I try to encourage enthusiasm among students because it can carry over into their studies and work. Real education comes from understanding the joy of learning.

That’s pretty fundamental.

In other news I’m fighting muscle spasms around my shoulder again. I’ll be fully recovered in another month. And the pain will go away by Christmas, he said. I should have thought to ask the surgeon how long the spasms will last.

If you spend enough time on a heating pad you don’t have much to write about here. Go figure.

So this, a helpful cross section of the people representing us at the presidential conventions.

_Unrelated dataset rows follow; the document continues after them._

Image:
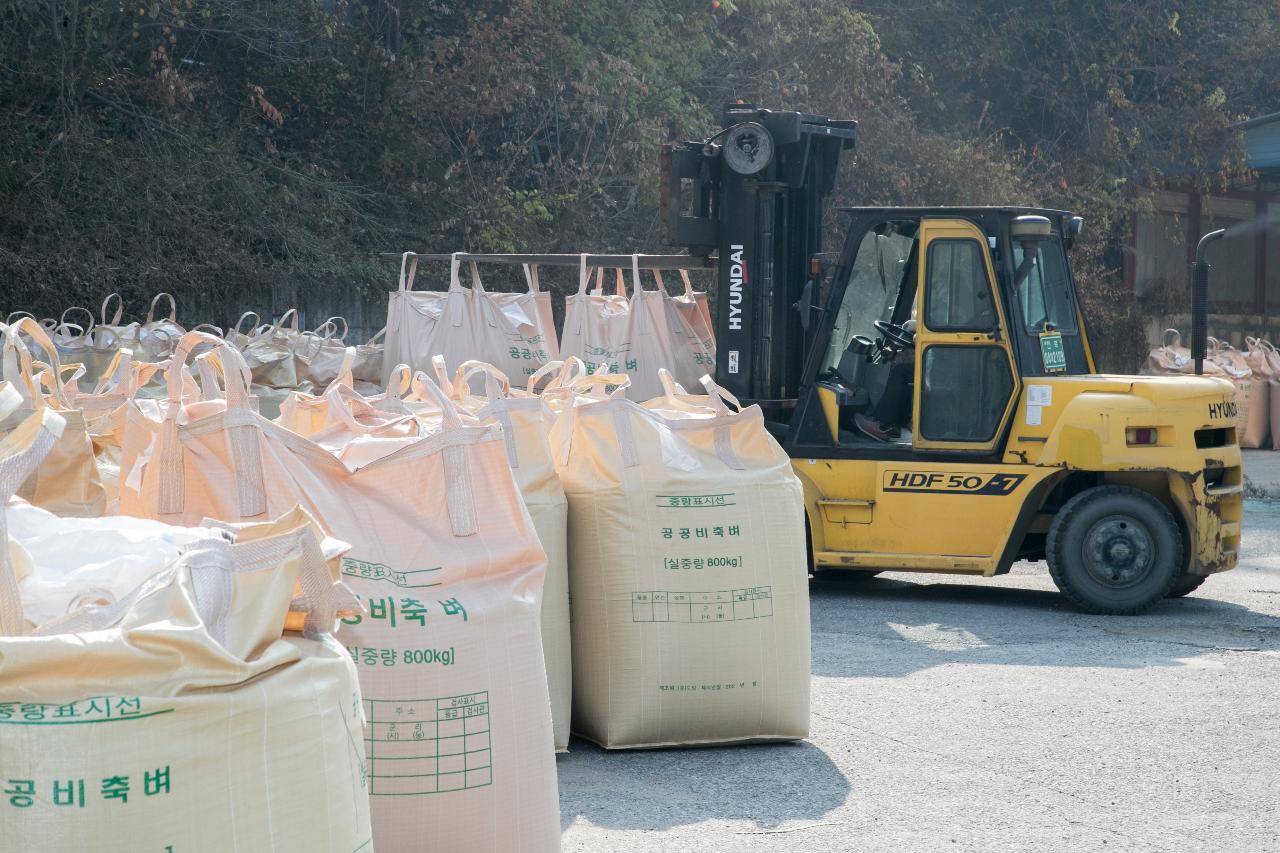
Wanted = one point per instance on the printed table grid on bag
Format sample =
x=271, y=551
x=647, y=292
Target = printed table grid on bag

Clearly video and poking fun at them is the proper way to tell this story. Have a lovely evening.


17
Sep 12

Know what today is?

SamfordSun

We’re getting that autumn light. Bested only by the great relief of spring light — Winter is leaving! — that soft, golden orange of a fall evening is like receiving an invitation for an event you’ve never quite been able to attend. You’ve always wanted to go, but it has always been out of reach, or you’ve always been unavailable.

He said, ruining a perfectly fledgling analogy.

You can’t go to the sun because you’d burn up. So, really, you’ve now received this invitation but realized That’s lovely, though, I remember what happened to Daedalus’ son. I’ll keep my wings undamaged, thanks.

Another Monday, another day of nothing exciting to report. All of my Mondays feel the same: email, reading, making class notes and looking forward to Tuesday. And the sun, always the sun.

A few things elsewhere, then: Florida journalism professor Mindy McAdams: Don’t just teach skills, train young journalists to be lifelong learners:

The ability to learn on your own and teach yourself new skills depends on your willingness to play, experiment, make mistakes, and stick with things that take much longer than you had expected.

This will actually come up in my class tomorrow, the joy of learning.

The 150th anniversary of the bloodiest day in U.S. history, Antietam. And there’s also a series of then-and-now photographs, using the same photographic techniques.

Finally, today is Constitution Day. Celebrate with a First Amendment quiz. If you make it all the way through and ace every answer you can call yourself a real party animal. And you will have also passed the bar in Maryland.